Yo... Yaşlanmamıştım. Beyaz bir tel saçım bile yoktu. Biraz yorgun ve bezgin bakıyordu gözlerim. Ama onun dışında bendim kendime yabancı hissettiğim. Su içmediğimi nerden anladığını anlamıştım. Dudaklarım çatlamıştı. Su aldım ve hiç su içmemiş gibi hepsini tek seferde içtim. Ama yinede susuz hissediyordum kendimi. Yağmur yağmalıydı.

Ama yağmur yağacak.

"Bu havada mı?"
"Evet."
"Nasılsın?"
"İyi.

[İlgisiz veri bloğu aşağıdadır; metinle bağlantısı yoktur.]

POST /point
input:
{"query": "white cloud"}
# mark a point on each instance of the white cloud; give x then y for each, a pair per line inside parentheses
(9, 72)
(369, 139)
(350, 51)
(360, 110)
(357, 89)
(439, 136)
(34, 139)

Sen?"
"Sonuçları bekliyorum."
"Güneşe oturmuşsun."
"Sanırım üşüdüm."
"Güneşlenmek için iyi bir yer."
"Galiba haklısın ama şansız olduğum için güneş bazen kendini bulutun arkasında unutuveriyor."
"Ben daha şanssızım sanırım senden. Çünkü devamlı ilk kar yağdığında düşerim."
"Yo... Benden daha şanslısındır en azından. Ben şeytanın bacağını bir türlü kıramadım."
"Neden böyle düşünüyorsun?"
"Hımm... Mesela bir kuyruktayım çok sıra var ve bana gelince illa bir şey olur ya bilgisayar arıza yapar ya öğlen molası verirler. Muhakkak bir şey olur."
"En azından burada ölme sırası beklemiyorsun."
"Azrail hep ölmek istemeyenleri bulur. Beni bulmaz ölmek istiyorum diye."
"..."
"Yo... Öyle bakma ben konuşurum böyle.”
"Şu adama bak!"
"Hey benden daha deliymiş. Ben de deneyeyim bunu."
"Yol varken oraya tırmanmanın ne mantığı var?"
"Galiba haklısın ama kestirme bir yol yine de.”
"Burada güneşlensek..."
"Güneş kremim evde kalmış." Diyor ve gülümsüyorum.
"Şu adamın hem çocuğu var hemde bizi kesip duruyor."
"Hangisi?"
"İşte şuradaki."
"Öküz de ondan."
"Aslında güneşlensek ben buna oyun ederdim ama burada güneşlenmeye kalksan hastanedekiler bizi izler. Şezlong diye sedyelerden bir tanesini alır, uzanır ve bu öküzden sırtımı kremlemesini isterdim. Tabi kremleyemeyecek. Çünkü bayılır bu salak. Ondan sonra gazetelerdeyiz. Biz sadece güneşleniyorduk, sırtımızı kremlememizi istedik ve bir de baktık ki yerde..."
"..."
"Ne? Yalan mı?"
"Sen hayatla barışık bir insansın, dolusun. İnsanları etkilemeyi başarıyorsun. Sevgilin var mı?"
"..."
"Gerçekten bir sevgilin yok mu? Yalan söylemiyorsun değil mi? Senin gibi birinin nasıl sevgilisi olmaz?"
"Vardı 3 yıl sürdü ve kaybettim. Şimdi de istemiyorum."
"Yağmur yağacaktı hani?"
"Yağacak ben yağmur istediysem muhakkak yağar. Yağmur kokusu var."
"Yağmazsa yalancısın demek!"
"Bu gün yağmazsa yarın yağar ama muhakkak yağar."
"Sence ben nasılım? İnsanlar bana genelde sert olduğumu söylerler."
"Bence değilsin. Açık sözlüsün. Düşüncelerini rahatça söylüyorsun. Böyle insanları severim."
"Sağol."
"Sen de sağol. Muhabbet için demek istedim."
"Keşke boyum seninki kadar olsaydı."
"Vereyim. Senin olsun."
"Olur hayır demem."
"..."
"Hoşçakal"

Ayrılmıştım muhabbet ettiğim kızdan. Tekrar hastamın yanına dönmeliydim. Biliyordum.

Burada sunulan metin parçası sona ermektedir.